Closed katkopera closed 1 year ago
you are supposed to write a bash script that contains the slurm utility commands that specify the resources (time/memory/number of cores/parallelization/etc.) as well as the commands run using sbatch. And then you can run that bash file using sbatch FILENAME.sh
to execute the pipeline in slurm.
An example of a working slurm bash script:
#! /bin/bash -l
#SBATCH --partition=panda # cluster-specific
#SBATCH --nodes=1
#SBATCH --ntasks=1
#SBATCH --job-name=slurm_qc
#SBATCH --time=00:08:00 # HH/MM/SS
#SBATCH --mem=50G # memory requested, units available: K,M,G,T
#SBATCH --output slurm_qc-%j.out
#SBATCH --error slurm_qc-%j.err
source ~/.bashrc
mamba activate short-read-quality-control
echo "This is job #:" $SLURM_JOB_ID >> slurm_qc_output.txt
echo "conda activated?"
python /home/chf4012/camp_short-read-quality-control/workflow/short-read-quality-control.py -c 5 -d /home/chf4012/camp_short-read-quality-control/test_data_tadpole_3 -s /home/chf4012/camp_short-read-quality-control/test_data_tadpole_3/samples.csv
exit
Hopefully this addresses your question. Let me know if you have more questions.
Yes, I know I'm able to run it this way. My point was that according to the documentation site I can try running the python script with '--slurm' flag, which gives the above error. If it shouldn't be run with '--slurm' consider updating the documentation. Thanks anyway!
makes sense, let me check in with the team about it
Your observations are correct, though the --slurm
flag was described as it was in the README and as Tom described it intentionally. Most cluster access nodes have a limited number of threads, and persistent commands like Snakemake running on them for hours or days tie up the already small thread pool. As a preventative measure, the --slurm
flag will only function properly when the command is submitted as a bash script or within a bash script. If this is not an issue for you, please submit a feature pull request with a new cluster submission flag and we'll review it and get back to you. Thanks!

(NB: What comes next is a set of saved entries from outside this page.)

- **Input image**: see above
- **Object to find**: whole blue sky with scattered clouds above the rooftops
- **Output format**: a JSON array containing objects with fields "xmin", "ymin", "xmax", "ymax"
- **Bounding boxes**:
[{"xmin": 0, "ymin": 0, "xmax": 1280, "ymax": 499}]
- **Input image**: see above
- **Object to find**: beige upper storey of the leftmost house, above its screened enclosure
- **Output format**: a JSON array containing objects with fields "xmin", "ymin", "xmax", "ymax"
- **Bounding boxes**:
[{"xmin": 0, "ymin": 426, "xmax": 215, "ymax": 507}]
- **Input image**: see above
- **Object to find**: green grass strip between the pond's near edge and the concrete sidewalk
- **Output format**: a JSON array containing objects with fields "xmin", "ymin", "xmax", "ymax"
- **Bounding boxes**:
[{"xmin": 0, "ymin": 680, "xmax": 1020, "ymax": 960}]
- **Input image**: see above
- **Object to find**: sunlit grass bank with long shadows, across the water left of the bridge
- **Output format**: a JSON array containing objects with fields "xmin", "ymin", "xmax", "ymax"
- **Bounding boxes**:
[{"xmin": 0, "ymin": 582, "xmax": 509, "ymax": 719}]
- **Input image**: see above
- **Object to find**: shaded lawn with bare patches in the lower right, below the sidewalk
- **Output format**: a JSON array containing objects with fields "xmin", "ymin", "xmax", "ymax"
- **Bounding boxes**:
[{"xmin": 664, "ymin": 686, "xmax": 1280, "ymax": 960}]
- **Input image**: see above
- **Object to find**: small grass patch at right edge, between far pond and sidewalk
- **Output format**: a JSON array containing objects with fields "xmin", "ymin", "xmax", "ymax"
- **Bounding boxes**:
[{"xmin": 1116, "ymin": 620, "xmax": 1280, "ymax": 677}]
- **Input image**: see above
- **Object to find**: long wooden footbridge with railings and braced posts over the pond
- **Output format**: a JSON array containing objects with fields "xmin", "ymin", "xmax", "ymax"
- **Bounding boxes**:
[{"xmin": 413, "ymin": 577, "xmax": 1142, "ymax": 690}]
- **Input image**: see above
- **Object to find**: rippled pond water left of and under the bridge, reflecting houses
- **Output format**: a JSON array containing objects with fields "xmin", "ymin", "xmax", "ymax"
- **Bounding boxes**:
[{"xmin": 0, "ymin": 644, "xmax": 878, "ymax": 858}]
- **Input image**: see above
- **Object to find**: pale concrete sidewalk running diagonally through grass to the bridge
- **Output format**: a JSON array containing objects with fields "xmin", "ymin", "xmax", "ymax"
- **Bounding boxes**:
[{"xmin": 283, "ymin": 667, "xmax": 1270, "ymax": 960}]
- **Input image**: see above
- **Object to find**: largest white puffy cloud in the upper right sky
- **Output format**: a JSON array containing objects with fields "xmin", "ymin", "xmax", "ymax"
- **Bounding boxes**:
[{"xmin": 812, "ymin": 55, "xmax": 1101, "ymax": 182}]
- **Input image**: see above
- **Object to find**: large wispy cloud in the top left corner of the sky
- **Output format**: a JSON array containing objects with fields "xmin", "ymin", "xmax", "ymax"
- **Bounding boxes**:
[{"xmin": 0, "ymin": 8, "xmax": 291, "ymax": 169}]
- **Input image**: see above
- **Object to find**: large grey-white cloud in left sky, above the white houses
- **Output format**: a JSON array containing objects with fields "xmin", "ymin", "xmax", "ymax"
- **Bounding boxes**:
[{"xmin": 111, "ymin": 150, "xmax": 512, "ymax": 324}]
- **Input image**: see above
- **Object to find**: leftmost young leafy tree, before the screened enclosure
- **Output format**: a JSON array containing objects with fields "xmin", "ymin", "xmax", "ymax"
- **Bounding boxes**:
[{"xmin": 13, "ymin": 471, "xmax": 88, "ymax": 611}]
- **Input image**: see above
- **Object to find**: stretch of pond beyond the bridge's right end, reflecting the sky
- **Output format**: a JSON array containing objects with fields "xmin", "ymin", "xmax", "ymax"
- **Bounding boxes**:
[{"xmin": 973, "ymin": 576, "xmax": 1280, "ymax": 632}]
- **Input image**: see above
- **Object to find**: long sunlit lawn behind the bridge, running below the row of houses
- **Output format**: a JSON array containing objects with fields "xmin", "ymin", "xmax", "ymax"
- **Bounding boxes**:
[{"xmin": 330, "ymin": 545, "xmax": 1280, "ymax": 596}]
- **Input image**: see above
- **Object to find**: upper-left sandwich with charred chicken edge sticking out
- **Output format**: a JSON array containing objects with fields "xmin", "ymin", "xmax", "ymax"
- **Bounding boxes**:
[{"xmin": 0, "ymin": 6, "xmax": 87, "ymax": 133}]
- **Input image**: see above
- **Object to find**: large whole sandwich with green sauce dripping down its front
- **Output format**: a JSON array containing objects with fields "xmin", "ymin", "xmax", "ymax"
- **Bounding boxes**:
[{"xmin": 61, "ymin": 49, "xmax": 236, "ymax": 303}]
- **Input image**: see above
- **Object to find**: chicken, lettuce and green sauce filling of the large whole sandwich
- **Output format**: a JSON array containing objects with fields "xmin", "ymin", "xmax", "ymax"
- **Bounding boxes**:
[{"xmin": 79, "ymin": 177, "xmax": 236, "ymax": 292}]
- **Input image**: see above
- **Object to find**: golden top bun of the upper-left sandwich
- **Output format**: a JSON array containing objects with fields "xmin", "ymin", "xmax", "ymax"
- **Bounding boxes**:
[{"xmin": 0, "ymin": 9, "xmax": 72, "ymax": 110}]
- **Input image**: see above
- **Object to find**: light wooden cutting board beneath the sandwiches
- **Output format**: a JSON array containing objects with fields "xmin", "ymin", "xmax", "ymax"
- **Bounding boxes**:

Hi, I'm testing CAMP on a job submission cluster with SLURM ticketing system (https://www.top500.org/system/179958/). I follow CAMP Short-Read Quality Control README.md instructions for cluster submission and execute short-read-quality-control.py with '--slurm' flag. Snakemake won't complete any job because of:
sbatch: error: Batch job submission failed: Access/permission denied
This is not surprising as the cluster won't allow job submission from a compute host. Compute host doesn't have access to any workload manager, only the utilities specified in the initial sbatch `sbatch -J jobname -o jobname.log << "EOF"
!/bin/bash
python /path/to/camp_short-read-quality-control/workflow/short-read-quality-control.py --slurm \ (-c max_number_of_parallel_jobs_submitted) \ -d /path/to/work/dir \ -s /path/to/samples.csv EOF` As I understand from the code you try to run slurm job inside slurm job (correct me if I'm wrong).
I guess I won't be the only user that have this problem, so could you guys address my problem somehow?
P.S. I'm able to execute the script when I omit the '--slurm' flag.